NEW YORK -- U.S. stocks were mixed yesterday as rising borrowing costs curbed optimism that corporate profits would benefit from the wave of acquisitions sweeping American industry.
Stocks surged initially after five multibillion-dollar takeovers, topped by SBC Communications Inc.'s $62 billion offer for Ameritech Corp., drove expectations that shares would rise to highs. The subsequent jump in bond yields, though, led some investors to question that forecast.
The Dow Jones industrial average rose 36.37 to 9,091.52, after gaining 135 points earlier in the day. DuPont Co. rose $5.4375 to $79.50. The biggest U.S. chemicals company will sell 20 percent of its Conoco oil unit in an initial public offering, part of a plan to divest the business. If the company's stock had been unchanged, the Dow would have risen just 15 points.
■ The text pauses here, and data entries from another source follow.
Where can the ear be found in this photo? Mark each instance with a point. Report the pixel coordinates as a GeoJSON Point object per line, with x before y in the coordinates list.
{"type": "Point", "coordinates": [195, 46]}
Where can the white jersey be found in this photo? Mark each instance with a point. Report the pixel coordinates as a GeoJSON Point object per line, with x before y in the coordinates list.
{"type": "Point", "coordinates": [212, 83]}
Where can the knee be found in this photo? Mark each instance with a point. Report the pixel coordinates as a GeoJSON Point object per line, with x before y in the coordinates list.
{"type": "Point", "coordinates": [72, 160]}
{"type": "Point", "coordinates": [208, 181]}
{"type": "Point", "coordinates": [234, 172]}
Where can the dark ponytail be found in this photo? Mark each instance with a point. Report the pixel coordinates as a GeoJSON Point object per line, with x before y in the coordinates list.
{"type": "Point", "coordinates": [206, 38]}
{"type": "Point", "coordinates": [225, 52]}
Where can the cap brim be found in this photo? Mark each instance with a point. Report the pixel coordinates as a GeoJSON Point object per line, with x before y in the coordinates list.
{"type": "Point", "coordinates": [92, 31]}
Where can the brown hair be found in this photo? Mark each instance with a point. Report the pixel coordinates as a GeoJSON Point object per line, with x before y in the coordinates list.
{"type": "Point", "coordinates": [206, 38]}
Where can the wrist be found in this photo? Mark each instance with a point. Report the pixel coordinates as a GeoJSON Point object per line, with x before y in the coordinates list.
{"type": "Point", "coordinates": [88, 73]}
The Standard & Poor's 500 index fell 1.50 to 1,106.64, and the Nasdaq composite index slumped 16.30 to 1,848.07. Both indexes reached records less than three weeks ago, before the threat of higher interest rates dented investor optimism.
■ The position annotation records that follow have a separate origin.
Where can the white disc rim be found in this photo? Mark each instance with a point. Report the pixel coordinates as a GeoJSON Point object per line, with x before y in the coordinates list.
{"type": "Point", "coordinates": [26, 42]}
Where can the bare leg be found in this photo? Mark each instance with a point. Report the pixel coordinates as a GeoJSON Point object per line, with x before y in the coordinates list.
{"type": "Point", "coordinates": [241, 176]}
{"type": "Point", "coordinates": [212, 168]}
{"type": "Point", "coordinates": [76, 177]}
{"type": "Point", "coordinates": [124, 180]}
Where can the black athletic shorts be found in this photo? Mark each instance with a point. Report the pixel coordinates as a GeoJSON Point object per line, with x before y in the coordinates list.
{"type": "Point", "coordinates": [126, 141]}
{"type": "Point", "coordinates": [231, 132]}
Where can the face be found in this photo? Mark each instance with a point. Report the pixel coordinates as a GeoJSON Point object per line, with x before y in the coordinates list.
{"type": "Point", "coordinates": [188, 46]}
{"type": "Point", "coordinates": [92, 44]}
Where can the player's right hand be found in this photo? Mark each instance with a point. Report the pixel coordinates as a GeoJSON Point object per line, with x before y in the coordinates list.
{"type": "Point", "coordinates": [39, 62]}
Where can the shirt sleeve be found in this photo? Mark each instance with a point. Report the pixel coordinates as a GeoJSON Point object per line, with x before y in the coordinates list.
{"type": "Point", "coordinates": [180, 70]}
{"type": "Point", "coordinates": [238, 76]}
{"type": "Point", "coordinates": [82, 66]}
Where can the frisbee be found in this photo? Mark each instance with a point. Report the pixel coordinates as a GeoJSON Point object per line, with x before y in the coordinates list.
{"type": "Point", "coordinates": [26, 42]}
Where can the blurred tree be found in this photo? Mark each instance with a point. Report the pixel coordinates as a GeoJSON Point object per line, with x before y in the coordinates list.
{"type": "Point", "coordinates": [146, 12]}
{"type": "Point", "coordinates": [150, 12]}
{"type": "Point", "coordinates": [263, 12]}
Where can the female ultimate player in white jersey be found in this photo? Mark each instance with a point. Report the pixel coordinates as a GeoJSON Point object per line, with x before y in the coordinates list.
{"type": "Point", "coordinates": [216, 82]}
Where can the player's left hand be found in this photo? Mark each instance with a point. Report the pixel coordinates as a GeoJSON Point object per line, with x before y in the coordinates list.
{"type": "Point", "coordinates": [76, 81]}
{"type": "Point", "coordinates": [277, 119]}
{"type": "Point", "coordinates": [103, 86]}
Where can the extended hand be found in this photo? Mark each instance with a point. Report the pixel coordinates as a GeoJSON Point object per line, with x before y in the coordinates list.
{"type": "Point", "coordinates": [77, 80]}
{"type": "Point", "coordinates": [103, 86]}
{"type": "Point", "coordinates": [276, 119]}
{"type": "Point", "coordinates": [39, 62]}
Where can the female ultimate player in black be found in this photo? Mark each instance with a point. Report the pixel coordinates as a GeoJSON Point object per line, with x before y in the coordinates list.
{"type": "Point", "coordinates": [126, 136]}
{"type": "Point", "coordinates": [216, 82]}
Among other broad market indexes, the Russell 2,000 index of small-capitalization stocks fell 2.61 to 476.90; the Wilshire 5,000 index lost 24.31 to 10,548.61; the American Stock Exchange composite index slipped 0.20 to 744.03; and the S&P; 400 midcap index slid 2.28 to 372.33.
The Bloomberg Maryland index, which tracks the top 100 stocks in Maryland by market valuation, fell 0.78 to 239.44.
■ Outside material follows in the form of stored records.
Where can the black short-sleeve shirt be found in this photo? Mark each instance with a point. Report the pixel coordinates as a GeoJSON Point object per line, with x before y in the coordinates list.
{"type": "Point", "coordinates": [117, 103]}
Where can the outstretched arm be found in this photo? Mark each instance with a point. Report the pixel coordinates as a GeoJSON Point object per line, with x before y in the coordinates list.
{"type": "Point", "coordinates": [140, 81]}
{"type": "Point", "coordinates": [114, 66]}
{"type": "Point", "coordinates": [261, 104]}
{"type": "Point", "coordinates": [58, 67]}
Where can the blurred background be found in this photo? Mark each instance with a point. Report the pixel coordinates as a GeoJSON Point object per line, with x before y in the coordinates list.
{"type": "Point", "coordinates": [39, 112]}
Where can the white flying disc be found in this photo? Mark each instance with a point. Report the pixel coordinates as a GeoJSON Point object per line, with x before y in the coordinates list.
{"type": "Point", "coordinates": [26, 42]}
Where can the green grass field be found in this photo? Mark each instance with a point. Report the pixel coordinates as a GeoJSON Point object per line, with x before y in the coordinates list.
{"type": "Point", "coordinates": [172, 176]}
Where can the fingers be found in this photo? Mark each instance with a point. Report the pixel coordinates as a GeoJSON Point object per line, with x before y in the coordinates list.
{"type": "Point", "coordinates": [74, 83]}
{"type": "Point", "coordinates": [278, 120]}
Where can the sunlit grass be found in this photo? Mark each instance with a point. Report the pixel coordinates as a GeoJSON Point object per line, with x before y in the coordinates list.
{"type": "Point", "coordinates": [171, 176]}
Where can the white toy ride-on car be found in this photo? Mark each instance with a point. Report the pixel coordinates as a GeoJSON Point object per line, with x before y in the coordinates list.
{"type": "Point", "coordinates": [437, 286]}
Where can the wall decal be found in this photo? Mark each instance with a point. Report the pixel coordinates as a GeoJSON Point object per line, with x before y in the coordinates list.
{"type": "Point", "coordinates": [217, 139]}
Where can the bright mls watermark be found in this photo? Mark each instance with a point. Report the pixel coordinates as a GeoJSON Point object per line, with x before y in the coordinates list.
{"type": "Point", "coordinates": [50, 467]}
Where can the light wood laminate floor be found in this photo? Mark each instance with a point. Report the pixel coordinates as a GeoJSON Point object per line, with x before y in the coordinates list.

The yield on the benchmark 30-year Treasury bond rose to 6.03 percent from 5.97 percent, its first rise above 6 percent in more than a week, as the Treasury and other borrowers prepared to sell $33 billion of debt.
Last week, the Dow industrials suffered a three-day, 2.3 percent drop on concern that interest rates would rise to keep the economy from overheating and causing inflation to accelerate. The Federal Reserve's interest-rate policy committee meets May 19.
About four stocks fell for every three that rose on the New York Stock Exchange, where about 557 million shares changed hands. An average 617 million shares traded daily during the past three months.
SBC Communications' acquisition of Ameritech is the second-largest in history, behind last month's $70.3 billion merger between Travelers Group Inc. and Citicorp. SBC will pay $51.08 for each Ameritech share, 27 percent above Friday's close. Ameritech rose 2.125 to 46 yesterday.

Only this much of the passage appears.